Siber alanda vatandaşların korunmasına ilişkin olarak, Türkiye Adalet Bakanı Yılmaz Tunç, ülkenin vatandaşları yanlış ve zararlı bilgilerden korumak için 2001 yılında İnternet Kanunu'nu ve çok sayıda başka yasal düzenlemeyi yürürlüğe koyduğunu belirtti. Günümüzün hızla gelişen teknolojisi bağlamında, Türkiye, vatandaşlarını internetin olumsuz yönlerinden daha iyi korumak ve uyum sağlamak için yeni yasal düzenlemeler üzerinde araştırma, inceleme, değişiklik ve yasa çalışmaları yürütmektedir.

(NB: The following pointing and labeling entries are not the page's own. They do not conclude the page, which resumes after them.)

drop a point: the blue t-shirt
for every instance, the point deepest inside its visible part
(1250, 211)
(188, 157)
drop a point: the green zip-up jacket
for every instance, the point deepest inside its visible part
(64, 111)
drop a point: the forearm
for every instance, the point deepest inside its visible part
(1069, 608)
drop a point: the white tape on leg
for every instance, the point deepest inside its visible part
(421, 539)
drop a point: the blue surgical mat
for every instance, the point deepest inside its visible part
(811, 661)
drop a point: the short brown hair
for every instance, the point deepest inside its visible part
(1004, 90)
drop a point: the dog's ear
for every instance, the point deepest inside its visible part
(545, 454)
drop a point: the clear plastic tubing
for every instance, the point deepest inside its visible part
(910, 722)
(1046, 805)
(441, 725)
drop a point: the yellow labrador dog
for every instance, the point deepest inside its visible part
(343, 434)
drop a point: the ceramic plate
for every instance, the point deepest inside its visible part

Türkiye Adalet Bakanı Yılmaz Tunç, yüksek teknolojinin artan kullanımı sayesinde ülkenin yargı sisteminin bütünleştiğini, kurumlar arası veri bağlantısının kurulduğunu, vatandaşların başvurularını yapmalarının ve bilgilere çevrimiçi olarak erişmelerinin kolaylaştırıldığını belirtti. Türkiye şu anda avukatlar ve vatandaşlar için 25 milyondan fazla kullanıcısı olan çevrimiçi bir portal başlattı; bu portal sayesinde vatandaşlar dava dosyalarını çevrimiçi olarak takip edebiliyor ve mekan, zaman veya yer sınırlaması olmaksızın icra işlemlerini gerçekleştirebiliyor.

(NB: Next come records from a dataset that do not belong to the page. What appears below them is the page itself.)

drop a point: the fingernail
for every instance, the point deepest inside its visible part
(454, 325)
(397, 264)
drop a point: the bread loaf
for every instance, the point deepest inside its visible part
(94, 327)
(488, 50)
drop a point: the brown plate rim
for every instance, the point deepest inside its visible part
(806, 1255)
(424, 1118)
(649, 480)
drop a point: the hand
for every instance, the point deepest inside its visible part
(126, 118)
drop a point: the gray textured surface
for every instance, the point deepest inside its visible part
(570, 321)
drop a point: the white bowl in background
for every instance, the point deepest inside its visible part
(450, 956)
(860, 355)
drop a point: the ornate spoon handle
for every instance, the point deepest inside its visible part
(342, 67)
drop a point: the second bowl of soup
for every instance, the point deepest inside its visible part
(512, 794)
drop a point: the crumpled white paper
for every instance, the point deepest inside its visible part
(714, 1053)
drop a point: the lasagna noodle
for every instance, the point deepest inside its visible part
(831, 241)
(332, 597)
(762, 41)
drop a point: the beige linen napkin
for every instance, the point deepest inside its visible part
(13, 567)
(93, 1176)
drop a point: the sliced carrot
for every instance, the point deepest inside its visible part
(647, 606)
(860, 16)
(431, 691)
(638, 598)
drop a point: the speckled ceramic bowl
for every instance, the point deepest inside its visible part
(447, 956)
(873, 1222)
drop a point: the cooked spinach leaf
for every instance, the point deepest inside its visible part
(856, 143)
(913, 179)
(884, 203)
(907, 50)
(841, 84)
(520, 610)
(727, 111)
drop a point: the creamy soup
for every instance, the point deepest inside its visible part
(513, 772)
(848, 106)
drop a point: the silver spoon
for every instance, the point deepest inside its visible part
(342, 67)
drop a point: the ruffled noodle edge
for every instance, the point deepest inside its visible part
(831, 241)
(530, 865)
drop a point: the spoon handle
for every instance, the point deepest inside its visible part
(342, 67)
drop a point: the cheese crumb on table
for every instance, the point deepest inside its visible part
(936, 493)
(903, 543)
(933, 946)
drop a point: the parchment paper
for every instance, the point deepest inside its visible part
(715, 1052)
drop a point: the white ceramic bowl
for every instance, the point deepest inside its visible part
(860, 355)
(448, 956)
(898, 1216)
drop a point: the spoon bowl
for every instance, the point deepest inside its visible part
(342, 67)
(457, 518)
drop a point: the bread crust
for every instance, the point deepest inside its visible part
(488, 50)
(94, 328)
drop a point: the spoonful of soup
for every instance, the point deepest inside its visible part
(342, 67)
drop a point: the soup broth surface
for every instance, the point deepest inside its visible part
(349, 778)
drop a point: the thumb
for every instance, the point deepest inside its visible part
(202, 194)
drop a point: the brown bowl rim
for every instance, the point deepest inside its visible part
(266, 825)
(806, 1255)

Video konferans yoluyla gerçekleştirilen çevrimiçi yargılama sistemi, doğrudan diyalog ilkesinden yararlanmaktadır. Ülke, 2020 yılından bu yana çevrimiçi duruşmaları uygulamaya koyarak, teknolojinin yargı sürecini desteklemede oynadığı önemli rolü göstermiştir. Türkiye, bu alandaki deneyimini diğer ülkelerle paylaşmaya hazırdır.

Avustralya Büyükelçisi Jessica Hunter, dijital dönüşüm çağında vatandaşları korumak için Avustralya'nın üç temel alana odaklandığını belirtti: çevrimiçi güvenlik konusunda kamuoyunu bilinçlendirmek; vatandaşların ihlalleri tespit etmelerine ve bunlara yanıt vermelerine yardımcı olacak araç setleri ve kılavuzlar yayınlamak; ve vatandaşların siber alanda haklarının ihlal edildiğini bildirebilmeleri için bir şikayet ve itiraz mekanizması sağlamak.